Oka: I hope so. I haven't been keeping up on the scripts, so I can't tell you how much she's in it. ... That would be the assumption. At the same time, they said they didn't need an ME in the beginning, so I'm not sure how much they're going to use her, but I hope they do. She's a good character.
As you mentioned before, Max gave a very heartfelt speech to his colleagues at the end. How much of that was art imitating life?
Oka: A lot of it is true to life. I added some of my own stuff into it. The speech flowed really easily, because it's definitely things that I was thinking about. Ironically, when everything was done, I really didn't have anything to say, because I felt like I said it all on camera to everybody. But it was definitely me saying goodbye to everybody through Max's words.
Now that you have some distance, how do you feel about the goodbye?
Oka: I'm actually very relieved in some sense, just because I never get to say goodbye on some shows, like, on a lot of the guest-starring shows. ... Even with Heroes, we got canceled. So, it was nice to say a proper goodbye before I left. I was happy in the sense that -- I mean, nobody's dying. Nobody's going away forever. It's just, I'm going to have to make an effort to go see these guys, all my friends, now, which is the hard part and sad part. You take that for granted. But, I don't know. I was in a really good place. I was emotional through the [scene], and I didn't want to ruin that moment by letting all the emotions come out beforehand. But it was a really happy moment, because it's something that I wanted. It was, ironically, very happy all around.
Did you take any props from the set as mementos?
Oka: Actually, no. They gave me the leis. I always like to take the chair backings with me. But that's about it. It was a long night shoot, so I also didn't want to drag it on for a long time. Because those guys, everybody had to work the next day, so I didn't want to make it all about me. I'm just grateful to have had the opportunity to say goodbye.

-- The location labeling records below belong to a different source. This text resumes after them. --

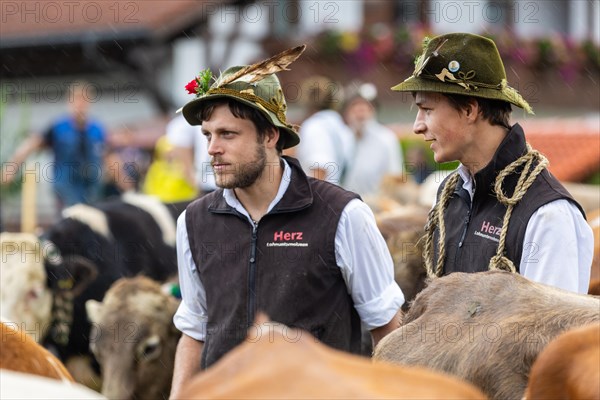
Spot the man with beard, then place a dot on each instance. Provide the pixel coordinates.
(270, 239)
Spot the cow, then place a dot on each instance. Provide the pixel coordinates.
(277, 362)
(594, 221)
(403, 229)
(134, 339)
(95, 246)
(18, 385)
(486, 327)
(24, 294)
(22, 354)
(569, 367)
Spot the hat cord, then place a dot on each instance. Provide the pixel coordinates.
(436, 215)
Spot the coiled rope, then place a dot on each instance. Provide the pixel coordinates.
(436, 215)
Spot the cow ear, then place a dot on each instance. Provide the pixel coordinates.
(83, 272)
(93, 309)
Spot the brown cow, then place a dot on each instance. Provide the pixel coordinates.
(19, 352)
(134, 339)
(403, 229)
(594, 221)
(276, 362)
(569, 368)
(487, 328)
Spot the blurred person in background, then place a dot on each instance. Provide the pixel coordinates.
(417, 165)
(77, 143)
(191, 149)
(325, 150)
(166, 177)
(376, 150)
(501, 208)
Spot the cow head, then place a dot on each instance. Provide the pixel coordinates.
(134, 339)
(25, 299)
(37, 283)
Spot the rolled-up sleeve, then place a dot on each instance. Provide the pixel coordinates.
(367, 266)
(558, 247)
(191, 317)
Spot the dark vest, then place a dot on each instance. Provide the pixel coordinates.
(284, 267)
(473, 230)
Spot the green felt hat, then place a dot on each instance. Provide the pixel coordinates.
(264, 95)
(465, 64)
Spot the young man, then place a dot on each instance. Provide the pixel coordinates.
(271, 239)
(502, 208)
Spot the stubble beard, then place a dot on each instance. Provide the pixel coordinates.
(245, 174)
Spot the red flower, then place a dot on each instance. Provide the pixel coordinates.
(191, 87)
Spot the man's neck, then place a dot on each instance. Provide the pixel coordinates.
(257, 197)
(482, 152)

That's why I'm really happy about it. They gave me a really nice farewell, and I think it's a reflection of how much I love the 'ohana and how much 'ohana loves Max as well. So that's why I'm saying I thought it was really well done. That's why I was happy. Nobody was getting fired. Nobody was saying, "Oh, I can't take this anymore, I hate this sh--." It was just a natural flow of things. It was done with such respect on both sides.
What's next for you?
Oka: It's almost pilot season, so I would love to see if there's any other TV shows, hopefully that shoot in LA. That's a big thing for me. But I'm producing a lot of movies. I'm working on Death Note, we're in post [production] with that for Netflix. I have about six other projects I'm working on, in terms of movies and a couple TV shows. I'm also in a movie called Meg, that's coming out 2018 from Warner Bros. It's an action shark movie starring Jason Statham, so that's fun. And then I'm continuing to do some consulting work for a lot of Japanese corporations ... and then I have my own game company. Mobius Digital. We're coming up with our first console game later this year. So, a lot of irons in the fire, fortunately. I'll stay busy. But definitely open to another venture on TV or a movie or whatnot. I'm just grateful to be working. Just, Five-O and Max, it's time for him to retire for now.
Any final words?
Oka: I just want to thank everybody, thank the crew, thank the cast, thank the writers, thank CBS for giving us such a great sendoff, and thanks to all the fans, too. This is why we make the show, and I really appreciate all the love that they've given Max. Hopefully they'll continue to support Five-O and they'll continue to support my endeavors in the future as well.
Hawaii Five-O airs Fridays at 9/8c on CBS.